When we accept that the biblical authors were not supernaturally given a knowledge of cosmology that transcended the understanding humanly available in their own place, time, and culture, we can recognize their statements as accurate within that understanding, and we appreciate the points they are trying to make about God as creator and about creation as an ordered and harmonious whole–points that are still perfectly valid and well taken within our own understanding of cosmology, which is itself culturally bound and limited.

 

The so-called Flammarion engraving, thought to be intended to illustrate an ancient cosmology that included a flat earth bounded by a solid and opaque sky.

 

Author: Christopher R Smith

The Rev. Dr. Christopher R. Smith is an an ordained minister, a writer, and a biblical scholar. He was active in parish and student ministry for twenty-five years. He was a consulting editor to the International Bible Society (now Biblica) for The Books of the Bible, an edition of the New International Version (NIV) that presents the biblical books according to their natural literary outlines, without chapters and verses. His Understanding the Books of the Bible study guide series is keyed to this format. He was also a consultant to Tyndale House for the Immerse Bible, an edition of the New Living Translation (NLT) that similarly presents the Scriptures in their natural literary forms, without chapters and verses or section headings. He has a B.A. from Harvard in English and American Literature and Language, a Master of Arts in Theological Studies from Gordon-Conwell, and a Ph.D. in the History of Christian Life and Thought, with a minor concentration in Bible, from Boston College, in the joint program with Andover Newton Theological School.

5 thoughts on “Is the “firmament” of the Genesis creation account “space” or a solid “dome”?”

  1. I agree. I also wonder if in this case firmament is used to describe a tangible, spatial difference between here (where the birds fly) and beyond.

    1. You’re right, except that in the case of the Genesis account, what lies “beyond” the firmament (the visible sky) is not outer space, but water! “God made the vault [raqiya’] and separated the water under the vault from the water above it.” Genesis envisions God creating a habitable space within the watery primeval chaos by first establishing a shelter under a solid dome and then moving the waters beneath the dome aside so the dry ground could emerge. Not our modern cosmology, but still a picture of God making an ordered and habitable creation.
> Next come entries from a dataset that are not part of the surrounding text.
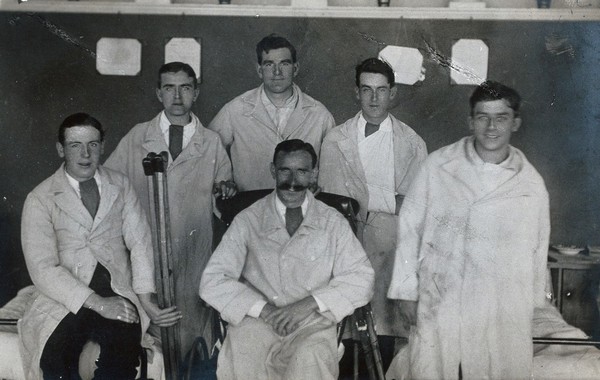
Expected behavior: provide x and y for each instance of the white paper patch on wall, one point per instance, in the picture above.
(407, 63)
(469, 63)
(118, 56)
(186, 50)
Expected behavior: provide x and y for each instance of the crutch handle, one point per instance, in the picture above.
(148, 165)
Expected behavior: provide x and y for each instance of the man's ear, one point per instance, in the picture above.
(516, 124)
(259, 70)
(315, 175)
(60, 149)
(470, 121)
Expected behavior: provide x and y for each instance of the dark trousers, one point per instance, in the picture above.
(119, 341)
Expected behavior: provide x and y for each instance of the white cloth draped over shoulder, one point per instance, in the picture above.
(257, 260)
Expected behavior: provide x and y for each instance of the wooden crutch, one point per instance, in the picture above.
(155, 168)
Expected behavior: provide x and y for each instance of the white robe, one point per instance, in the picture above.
(258, 261)
(475, 259)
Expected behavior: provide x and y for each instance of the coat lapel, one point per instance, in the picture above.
(67, 200)
(254, 108)
(349, 148)
(193, 149)
(108, 195)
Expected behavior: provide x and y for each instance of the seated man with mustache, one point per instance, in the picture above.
(287, 270)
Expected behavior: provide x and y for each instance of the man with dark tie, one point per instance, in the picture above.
(198, 168)
(373, 158)
(253, 123)
(286, 271)
(88, 250)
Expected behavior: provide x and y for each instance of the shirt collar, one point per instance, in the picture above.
(384, 126)
(75, 183)
(289, 103)
(511, 162)
(164, 124)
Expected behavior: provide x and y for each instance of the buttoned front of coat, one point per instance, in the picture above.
(246, 128)
(475, 259)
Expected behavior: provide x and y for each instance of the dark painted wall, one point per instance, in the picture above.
(47, 71)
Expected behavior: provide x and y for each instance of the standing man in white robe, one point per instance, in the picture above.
(473, 233)
(253, 123)
(287, 270)
(88, 251)
(373, 158)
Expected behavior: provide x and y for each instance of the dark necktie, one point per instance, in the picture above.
(175, 140)
(90, 196)
(293, 219)
(370, 129)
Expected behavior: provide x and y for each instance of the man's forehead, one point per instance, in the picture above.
(373, 80)
(279, 54)
(493, 106)
(79, 132)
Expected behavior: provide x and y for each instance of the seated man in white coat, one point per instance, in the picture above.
(287, 270)
(88, 251)
(473, 233)
(253, 123)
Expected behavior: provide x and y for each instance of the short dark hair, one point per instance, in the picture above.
(377, 66)
(175, 67)
(79, 119)
(273, 41)
(491, 90)
(295, 145)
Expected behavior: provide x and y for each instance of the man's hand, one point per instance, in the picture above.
(226, 189)
(117, 308)
(285, 320)
(408, 311)
(160, 317)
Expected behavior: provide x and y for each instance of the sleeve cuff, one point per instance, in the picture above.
(256, 309)
(322, 307)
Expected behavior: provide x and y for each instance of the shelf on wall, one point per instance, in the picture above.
(202, 8)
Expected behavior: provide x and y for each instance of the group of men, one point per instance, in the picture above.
(462, 233)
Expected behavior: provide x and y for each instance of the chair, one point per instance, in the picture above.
(362, 318)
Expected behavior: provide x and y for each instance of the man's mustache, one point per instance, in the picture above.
(288, 186)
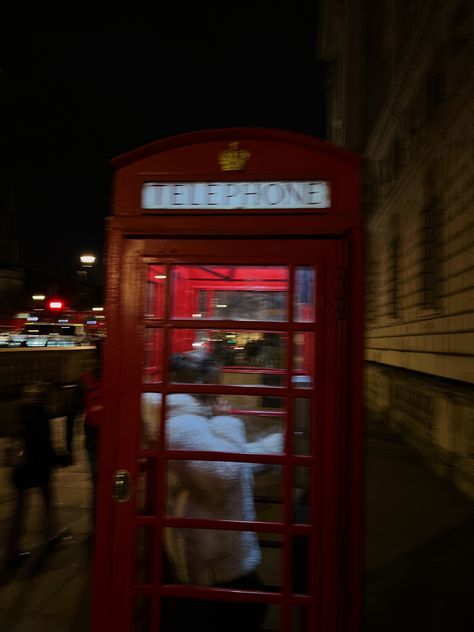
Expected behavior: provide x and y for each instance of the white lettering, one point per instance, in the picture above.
(236, 195)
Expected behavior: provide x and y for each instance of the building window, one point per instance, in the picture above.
(431, 244)
(431, 254)
(394, 270)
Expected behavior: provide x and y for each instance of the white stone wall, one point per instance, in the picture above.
(418, 150)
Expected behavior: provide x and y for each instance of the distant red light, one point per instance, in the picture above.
(55, 304)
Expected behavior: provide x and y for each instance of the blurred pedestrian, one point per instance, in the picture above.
(33, 468)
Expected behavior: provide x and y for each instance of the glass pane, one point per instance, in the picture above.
(155, 292)
(304, 295)
(301, 480)
(301, 566)
(206, 557)
(303, 359)
(259, 426)
(183, 615)
(230, 292)
(302, 425)
(299, 619)
(150, 420)
(224, 490)
(240, 357)
(142, 614)
(153, 354)
(146, 487)
(144, 547)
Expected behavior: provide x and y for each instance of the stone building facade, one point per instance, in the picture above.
(401, 92)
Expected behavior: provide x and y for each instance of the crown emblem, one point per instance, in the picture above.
(233, 158)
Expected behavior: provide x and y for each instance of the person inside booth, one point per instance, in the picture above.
(211, 490)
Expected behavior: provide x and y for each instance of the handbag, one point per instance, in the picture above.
(14, 452)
  2. I agree on the implied ancient cosmology, but I have seen some that simply cannot accept it, since it asks them to fundamentally change the way they read the Bible.

  3. This reminds me of a section the book you co-authored with Dr. Stephen J. Godfrey, Paradigms on Pilgrimage, in which you argue for the idea that the Bible’s writers wrote from within a observational cosmology by pointing out that if the Bible’s writers had written from within a (supernaturally endowed and scientifically correct) modern cosmology, they would have been rejected as “incorrect” and discounted by the readers/hearers of their day. [Or something to this effect.]

    1. The discussion you’re referring to is found on pp. 140-141 of our book Paradigms on Pilgrimage: Creationism, Paleontology, and Biblical Interpretation: “Even if the authors of the Bible had been given a supernatural awareness of true cosmology, and even if they had reflected this awareness in their writings, this would still not have provided an attestation of the Bible’s inspiration for just about any of its readers over the centuries. This is because, until the Copernican Revolution, the readers of the Bible held the same observational cosmology it actually presents. They would therefore have dismissed the Bible as inaccurate if it had instead painted a picture of a spinning earth and a stationary sun. Indeed, there is actually no cosmology that could have been put in the Bible that would have provided an attestation of its inspiration to any but a tiny fraction of its eventual readers. . . . An observational cosmology, however, when it is recognized as such, travels to all periods, and was thus the best choice for the Bible.”